Merkez Yenişehir ilçesi İstasyon Meydanı Sümer Camiinde kılınan Cuma namazından sonra düzenlenen basın açıklamasını Memur-Sen Diyarbakır İl Başkanı Ramazan Tekdemir okudu.
Mübarek Ramazan ayında siyonist vahşet ve soykırım hız kesmeden devam ettiğini, tarihte eşine az rastlanır barbarca saldırılarda şehit sayısının 33 bine, yaralıların ise 75 bine dayandığını belirten Tekdemir, Refah'ta daracık bir alanda muhasara altında tutulanların topyekûn imhası için siyonist plan ve hazırlıklar yapıldığını ifade ederek neredeyse tüm bina ve tesislerin, altyapının tahrip edildiği Gazze'de muhasara, katliam, açlık ve kıtlıkla topyekûn bir halk soykırımla yok edilmek istendiğinin altını çizdi.
"Kardeşlerimiz; siyonistlerin ve zalim emperyalistlerin insafına terk edilmiş"
Yok edilmek istenen sadece Filistinlilerin maddi manevi varlığının olmadığını sözlerine ekleyen Tekdemir, "siyonistler, işbirlikçileri, yardımcıları ve hamileriyle birlikte tüm Müslümanların varlığına, değer ve mukaddesatlarına kast etmektedirler. Zira bir İslam beldesine yapılan saldırı tüm ümmete yapılmış demektir. Ancak ne acıdır ki gelinen noktada tecrit, açlık ve katliam uygulamalarıyla soykırıma tabi tutulan kardeşlerimiz; maalesef siyonistlerin, ortakları olan zalim ve emperyalistlerin insafına terk edilmiştir. Gazze’ye gıda, su, ilaç gibi temel ihtiyaç malzemelerinin yeterli ve düzenli şekilde ulaştırılması bile halen sağlanamamıştır." ifadelerini kullandı.
Yardım girişlerinin siyonistler tarafından açık ve pervasızca engellendiğini, ABD ve işbirlikçilerinin havadan yaptığı onur kırıcı göstermelik yardımlara ulaşmaya çalışanlara yönelik katliamların yapıldığını ve aynı zamanda kimilerinin ise denizde boğularak veya ezilerek şehit olduğunu kaydeden Tekdemir, "İnsani yardımların siyonist ve işbirlikçilerinin inisiyatif ve izninden bağımsız şekilde sürekli ve yeterli sağlanması için gerekli mekanizmalar Müslümanların ortak girişimiyle oluşturulmalıdır.
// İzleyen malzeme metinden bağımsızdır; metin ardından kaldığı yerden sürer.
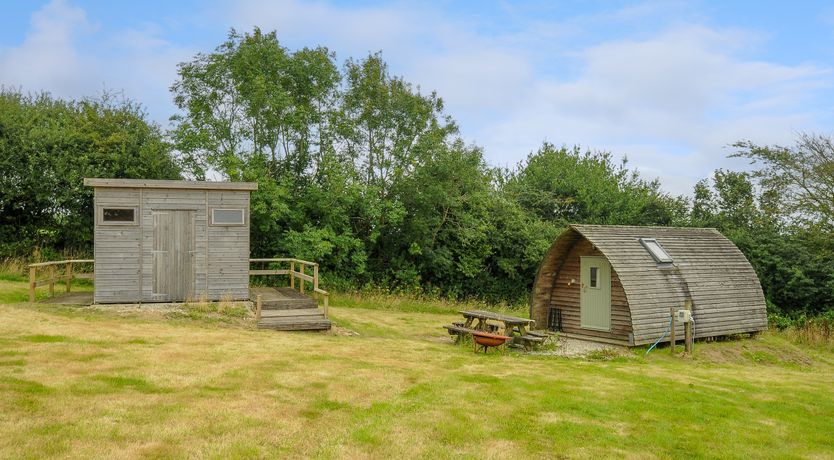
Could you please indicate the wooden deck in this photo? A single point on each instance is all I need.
(286, 309)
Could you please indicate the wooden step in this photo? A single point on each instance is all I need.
(295, 312)
(288, 304)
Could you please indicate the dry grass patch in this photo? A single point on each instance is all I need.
(83, 383)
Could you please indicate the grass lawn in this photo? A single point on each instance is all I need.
(84, 383)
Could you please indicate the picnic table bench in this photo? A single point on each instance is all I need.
(479, 321)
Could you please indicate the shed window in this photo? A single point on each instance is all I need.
(656, 250)
(118, 215)
(227, 217)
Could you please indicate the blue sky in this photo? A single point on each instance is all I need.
(667, 84)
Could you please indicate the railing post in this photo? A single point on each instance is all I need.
(69, 276)
(32, 281)
(51, 280)
(303, 282)
(315, 281)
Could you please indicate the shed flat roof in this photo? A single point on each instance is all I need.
(177, 184)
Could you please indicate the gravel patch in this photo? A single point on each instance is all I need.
(574, 348)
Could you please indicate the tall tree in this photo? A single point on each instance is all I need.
(253, 99)
(803, 175)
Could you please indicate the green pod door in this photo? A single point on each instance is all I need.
(595, 293)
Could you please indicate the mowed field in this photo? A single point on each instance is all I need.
(89, 383)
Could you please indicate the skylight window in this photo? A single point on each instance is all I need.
(656, 250)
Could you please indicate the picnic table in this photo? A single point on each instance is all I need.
(510, 326)
(479, 320)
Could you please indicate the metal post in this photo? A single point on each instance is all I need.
(258, 306)
(688, 339)
(69, 276)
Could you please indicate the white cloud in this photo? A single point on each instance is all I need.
(671, 101)
(667, 94)
(67, 55)
(47, 58)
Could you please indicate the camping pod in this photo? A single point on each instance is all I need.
(618, 284)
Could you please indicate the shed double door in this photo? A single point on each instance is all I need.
(595, 293)
(173, 255)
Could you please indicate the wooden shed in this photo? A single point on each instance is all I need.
(616, 284)
(168, 241)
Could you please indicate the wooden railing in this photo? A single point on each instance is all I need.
(59, 270)
(297, 270)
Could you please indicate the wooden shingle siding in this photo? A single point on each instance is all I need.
(124, 255)
(726, 294)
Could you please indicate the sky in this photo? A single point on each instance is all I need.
(668, 85)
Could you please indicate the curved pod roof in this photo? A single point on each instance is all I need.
(707, 268)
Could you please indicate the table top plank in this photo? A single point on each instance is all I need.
(482, 314)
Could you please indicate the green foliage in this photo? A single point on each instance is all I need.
(567, 186)
(793, 262)
(366, 174)
(47, 147)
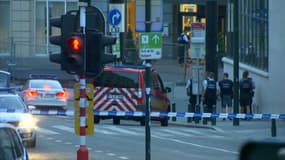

Başta İslam ülkelerinin yöneticileri olmak üzere etkili ve yetkili tüm unsurlar bu mekanizmaya dahil edilmelidir." dedi.
"Siyonistlerle ticari ilişkilerini kesmeyenlerin İslam'a ve Ümmete ihanet içinde oldukları açıktır"
Tekdemir, "Refah'tan karayoluyla düzenli yardım girişleri sağlanmalı, denizden ve havadan da yardım koridorları oluşturulmalıdır. Bu mekanizma ve organizasyon için uluslararası bir konsey veya yapı kurulmalıdır. Bunun yapılmaması veya yapılamaması halinde asgari düzeyde bile yükümlülüğünü yerine getirememiş, zillet ve meskenet damgasıyla damgalanmış birey ve topluluklar olarak tarihe kaydedileceğimiz unutulmamalıdır." şeklinde konuştu.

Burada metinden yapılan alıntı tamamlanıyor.